On Windows 10 1709+, the same calls succeed but EcoQoS only applies on battery ("LowQoS").

macOS

  1. setpriority(PRIO_DARWIN_BG) — CPU low priority, I/O throttling, network throttling, E-core confinement on Apple Silicon.
  2. task_policy_set(TASK_BASE_QOS_POLICY) with LATENCY_QOS_TIER_5 / THROUGHPUT_QOS_TIER_5 — reinforces via Mach task QoS (timer coalescing, throughput hints).

Linux

  1. setpriority(PRIO_PROCESS, 0, 19) — maximum nice value for lowest CPU priority.
  2. prctl(PR_SET_TIMERSLACK, 100ms) — timer coalescing to reduce wakeups.
  3. ioprio_set(IOPRIO_CLASS_IDLE) — I/O scheduling class idle.
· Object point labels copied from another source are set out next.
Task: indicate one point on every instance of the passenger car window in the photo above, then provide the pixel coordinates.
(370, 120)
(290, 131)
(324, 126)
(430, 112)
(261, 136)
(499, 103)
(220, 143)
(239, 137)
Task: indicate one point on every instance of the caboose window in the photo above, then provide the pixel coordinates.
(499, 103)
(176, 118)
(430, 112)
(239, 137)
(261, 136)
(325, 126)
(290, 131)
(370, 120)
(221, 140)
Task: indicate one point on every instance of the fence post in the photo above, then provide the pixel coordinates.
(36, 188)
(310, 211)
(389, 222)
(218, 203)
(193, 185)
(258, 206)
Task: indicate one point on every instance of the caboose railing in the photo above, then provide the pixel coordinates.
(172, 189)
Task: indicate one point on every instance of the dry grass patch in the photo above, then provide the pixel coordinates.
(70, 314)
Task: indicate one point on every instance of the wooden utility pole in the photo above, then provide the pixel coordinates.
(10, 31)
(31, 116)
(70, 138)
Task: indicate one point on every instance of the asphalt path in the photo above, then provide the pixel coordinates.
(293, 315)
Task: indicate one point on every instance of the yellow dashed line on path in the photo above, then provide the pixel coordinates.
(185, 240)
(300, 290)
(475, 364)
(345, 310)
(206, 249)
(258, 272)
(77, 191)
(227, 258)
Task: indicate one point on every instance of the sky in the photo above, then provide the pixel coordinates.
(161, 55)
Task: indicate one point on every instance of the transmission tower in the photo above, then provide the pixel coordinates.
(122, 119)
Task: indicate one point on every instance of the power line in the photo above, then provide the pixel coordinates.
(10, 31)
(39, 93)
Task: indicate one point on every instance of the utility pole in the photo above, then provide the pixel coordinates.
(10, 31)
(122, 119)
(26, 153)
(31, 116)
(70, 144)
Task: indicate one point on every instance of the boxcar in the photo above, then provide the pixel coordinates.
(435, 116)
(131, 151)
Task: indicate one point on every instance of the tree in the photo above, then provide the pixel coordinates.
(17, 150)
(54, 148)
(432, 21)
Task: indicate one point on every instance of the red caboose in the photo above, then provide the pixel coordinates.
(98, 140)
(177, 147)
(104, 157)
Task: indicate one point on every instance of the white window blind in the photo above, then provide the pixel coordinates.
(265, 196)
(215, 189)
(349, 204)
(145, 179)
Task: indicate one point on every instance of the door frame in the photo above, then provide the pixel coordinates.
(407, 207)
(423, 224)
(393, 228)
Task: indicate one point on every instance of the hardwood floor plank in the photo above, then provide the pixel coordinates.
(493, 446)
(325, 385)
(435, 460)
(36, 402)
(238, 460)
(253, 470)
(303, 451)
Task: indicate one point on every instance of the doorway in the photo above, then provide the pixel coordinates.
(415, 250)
All three are reversible without root on any mainstream distribution.

Light process efficiency mode

macOS

task_policy_set(TASK_BASE_QOS_POLICY) with LATENCY_QOS_TIER_5 / THROUGHPUT_QOS_TIER_5 — deprioritizes CPU scheduling without enabling PRIO_DARWIN_BG. This means:

  • CPU is deprioritized (timer coalescing, lower throughput QoS)
  • I/O is not throttled
  • Network is not throttled
  • No E-core confinement

Disabled by resetting tiers to UNSPECIFIED.

Windows

EcoQoS only (no IDLE_PRIORITY_CLASS) — the green leaf in Task Manager with normal process priority. Disabled by clearing the StateMask.

Linux

setpriority(PRIO_PROCESS, 0, 10) — moderate CPU deprioritization (nice +10) without ioprio IDLE or timer slack. This means:

  • CPU is moderately deprioritized
  • I/O is not throttled (no ioprio change)
  • Timer coalescing is not applied (no timerslack change)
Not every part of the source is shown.